One other casualty of the virus crisis is our friend and housekeeper, Julie, who used to come every two weeks. She’s a miracle worker, but she’s sheltering at her home on Whidbey Island, which means we have to clean our own house. Not our choice but necessary, so I vacuum and dust. M mops the tile floors and cleans the sinks and toilets, and what takes the housekeeper 3 hours – moving furniture, waxing wood, and chasing dust bunnies – takes the two of us 6. Not new skills but ones we’ve refreshed.

It may sound odd, but when I took the job at Pan Am, a stockbroker friend smiled and welcomed me to the second dumbest group of investors in America (only doctors, he said, were dumber). What he didn’t tell me was it was also one of the cheapest. Over the ensuing years, I watched senior Captains argue over nickels when splitting a dinner bill and the next morning give $10,000 to a complete stranger who promised to double it. That’s not all pilots…but some.
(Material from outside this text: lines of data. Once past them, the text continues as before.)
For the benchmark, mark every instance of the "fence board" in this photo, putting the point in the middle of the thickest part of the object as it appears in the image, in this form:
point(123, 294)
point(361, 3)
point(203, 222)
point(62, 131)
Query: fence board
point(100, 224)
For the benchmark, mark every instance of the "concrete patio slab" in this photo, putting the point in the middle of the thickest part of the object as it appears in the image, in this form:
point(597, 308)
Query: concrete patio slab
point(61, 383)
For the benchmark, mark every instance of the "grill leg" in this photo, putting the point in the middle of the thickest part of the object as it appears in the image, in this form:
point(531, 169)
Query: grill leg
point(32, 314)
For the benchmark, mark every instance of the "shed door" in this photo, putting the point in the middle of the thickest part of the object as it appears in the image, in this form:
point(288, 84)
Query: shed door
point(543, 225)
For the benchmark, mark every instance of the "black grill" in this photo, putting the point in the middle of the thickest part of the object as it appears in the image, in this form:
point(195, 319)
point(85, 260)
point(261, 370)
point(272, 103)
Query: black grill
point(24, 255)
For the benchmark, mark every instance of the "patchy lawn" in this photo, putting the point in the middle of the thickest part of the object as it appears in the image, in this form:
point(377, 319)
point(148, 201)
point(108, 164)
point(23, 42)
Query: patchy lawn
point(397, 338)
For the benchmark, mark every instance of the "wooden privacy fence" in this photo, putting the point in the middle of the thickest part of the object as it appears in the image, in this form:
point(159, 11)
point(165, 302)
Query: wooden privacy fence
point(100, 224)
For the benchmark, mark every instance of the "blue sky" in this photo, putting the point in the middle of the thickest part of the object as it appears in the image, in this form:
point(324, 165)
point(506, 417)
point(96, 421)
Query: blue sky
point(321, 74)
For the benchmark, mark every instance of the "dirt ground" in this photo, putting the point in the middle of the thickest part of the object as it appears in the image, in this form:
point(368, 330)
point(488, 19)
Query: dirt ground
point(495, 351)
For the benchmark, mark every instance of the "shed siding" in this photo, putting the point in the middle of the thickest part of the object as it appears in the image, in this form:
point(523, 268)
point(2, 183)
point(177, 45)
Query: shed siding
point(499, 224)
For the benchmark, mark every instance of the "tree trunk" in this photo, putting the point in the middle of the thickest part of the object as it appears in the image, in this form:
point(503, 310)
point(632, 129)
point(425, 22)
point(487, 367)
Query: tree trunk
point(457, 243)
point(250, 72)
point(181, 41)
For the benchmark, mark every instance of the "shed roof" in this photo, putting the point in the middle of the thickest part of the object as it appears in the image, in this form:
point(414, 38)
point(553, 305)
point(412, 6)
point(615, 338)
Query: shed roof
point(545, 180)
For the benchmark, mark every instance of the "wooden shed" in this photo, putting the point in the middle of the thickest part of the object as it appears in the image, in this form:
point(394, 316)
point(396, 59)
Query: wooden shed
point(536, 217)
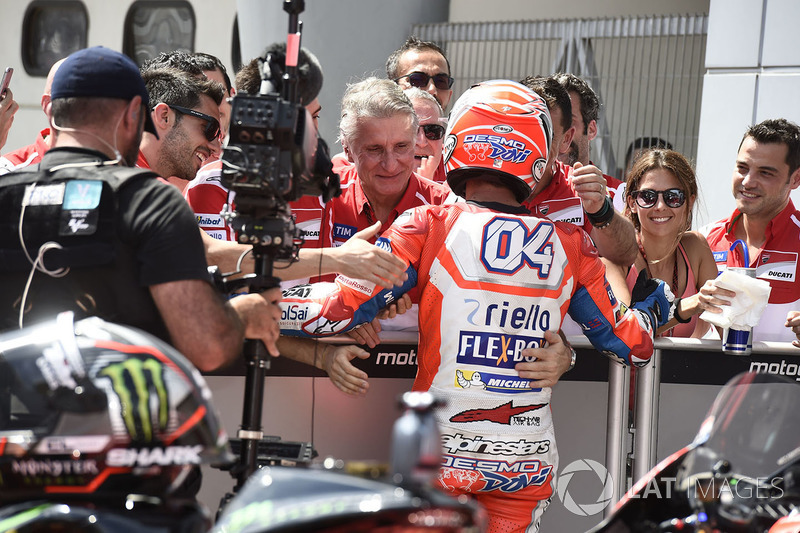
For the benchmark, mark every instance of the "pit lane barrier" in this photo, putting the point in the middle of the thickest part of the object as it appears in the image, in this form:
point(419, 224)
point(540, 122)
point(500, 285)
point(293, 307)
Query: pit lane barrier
point(675, 360)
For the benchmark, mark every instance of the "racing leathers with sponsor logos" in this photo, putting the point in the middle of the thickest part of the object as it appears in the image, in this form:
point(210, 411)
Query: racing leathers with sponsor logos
point(776, 263)
point(492, 280)
point(27, 155)
point(559, 200)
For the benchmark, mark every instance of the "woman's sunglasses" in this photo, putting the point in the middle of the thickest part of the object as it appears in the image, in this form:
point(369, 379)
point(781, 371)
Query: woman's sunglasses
point(647, 198)
point(211, 130)
point(433, 132)
point(419, 79)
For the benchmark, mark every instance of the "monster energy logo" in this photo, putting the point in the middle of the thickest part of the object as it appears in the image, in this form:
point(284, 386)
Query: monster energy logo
point(133, 381)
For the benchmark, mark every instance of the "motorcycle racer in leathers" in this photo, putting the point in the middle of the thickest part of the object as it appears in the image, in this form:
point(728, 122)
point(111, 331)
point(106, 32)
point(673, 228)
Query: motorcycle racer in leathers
point(492, 279)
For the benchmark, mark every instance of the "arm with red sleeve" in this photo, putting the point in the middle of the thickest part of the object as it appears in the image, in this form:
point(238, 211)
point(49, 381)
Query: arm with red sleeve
point(324, 309)
point(624, 334)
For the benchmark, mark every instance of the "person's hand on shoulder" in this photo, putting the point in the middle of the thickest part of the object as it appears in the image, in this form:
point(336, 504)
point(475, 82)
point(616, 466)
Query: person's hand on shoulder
point(551, 361)
point(427, 167)
point(711, 298)
point(261, 316)
point(8, 107)
point(590, 185)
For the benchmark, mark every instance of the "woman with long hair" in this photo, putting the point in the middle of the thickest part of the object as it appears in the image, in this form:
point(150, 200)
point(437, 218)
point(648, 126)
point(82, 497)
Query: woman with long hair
point(661, 191)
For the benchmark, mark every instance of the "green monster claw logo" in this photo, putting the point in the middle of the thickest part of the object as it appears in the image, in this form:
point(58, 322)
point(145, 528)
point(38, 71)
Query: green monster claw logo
point(134, 380)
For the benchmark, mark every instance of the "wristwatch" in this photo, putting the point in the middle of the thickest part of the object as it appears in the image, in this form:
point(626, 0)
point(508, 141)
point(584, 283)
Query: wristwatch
point(574, 357)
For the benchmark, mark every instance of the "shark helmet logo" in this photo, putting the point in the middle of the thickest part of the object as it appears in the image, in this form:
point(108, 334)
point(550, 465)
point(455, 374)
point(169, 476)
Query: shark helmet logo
point(144, 403)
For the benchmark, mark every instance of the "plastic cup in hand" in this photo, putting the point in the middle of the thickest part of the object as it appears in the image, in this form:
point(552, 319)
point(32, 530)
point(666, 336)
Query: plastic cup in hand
point(738, 341)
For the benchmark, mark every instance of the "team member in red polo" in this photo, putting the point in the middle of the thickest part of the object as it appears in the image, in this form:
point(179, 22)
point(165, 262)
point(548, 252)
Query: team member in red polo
point(765, 219)
point(32, 154)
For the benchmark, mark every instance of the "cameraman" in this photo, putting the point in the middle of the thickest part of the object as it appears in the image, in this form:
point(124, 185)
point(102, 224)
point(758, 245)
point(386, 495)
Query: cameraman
point(207, 196)
point(92, 236)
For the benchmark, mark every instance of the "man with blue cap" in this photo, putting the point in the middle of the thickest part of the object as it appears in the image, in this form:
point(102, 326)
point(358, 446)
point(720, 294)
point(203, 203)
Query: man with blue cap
point(86, 233)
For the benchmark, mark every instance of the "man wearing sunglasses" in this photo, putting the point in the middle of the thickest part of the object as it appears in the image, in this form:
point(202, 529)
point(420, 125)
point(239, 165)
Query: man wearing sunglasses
point(430, 135)
point(766, 220)
point(185, 112)
point(129, 248)
point(422, 64)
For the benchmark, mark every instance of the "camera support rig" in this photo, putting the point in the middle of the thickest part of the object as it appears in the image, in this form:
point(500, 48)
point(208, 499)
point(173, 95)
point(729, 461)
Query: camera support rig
point(273, 156)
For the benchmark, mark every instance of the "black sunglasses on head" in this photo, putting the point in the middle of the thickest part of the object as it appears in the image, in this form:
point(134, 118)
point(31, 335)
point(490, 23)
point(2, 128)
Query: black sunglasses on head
point(647, 198)
point(419, 79)
point(433, 132)
point(211, 130)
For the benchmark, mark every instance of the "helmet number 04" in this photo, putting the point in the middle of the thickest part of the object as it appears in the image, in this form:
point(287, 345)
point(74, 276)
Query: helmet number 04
point(507, 245)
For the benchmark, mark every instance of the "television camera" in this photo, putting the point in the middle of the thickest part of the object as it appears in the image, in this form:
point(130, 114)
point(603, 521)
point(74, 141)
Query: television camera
point(273, 156)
A related airline story involved walking into the crew room in Berlin where several pilots were discussing their investments. My friend Dennis, walking in with me, was asked about his investment strategy and without missing a beat offered this bit of advice, “I’ve invested heavily in pleasure and it’s paid great dividends.” He was on to something and I’ve done my best to follow his advice.

After all is said and done, I still don’t change my own oil, choose my own stocks, or ask friends to split the dinner bill, but I do program my own TV, vacuum, dust, make fresh pasta and organize closets and bookcases. And, I own it… my OCD keeps me focused on the surface of things. Sometimes, M even invites friends over to look.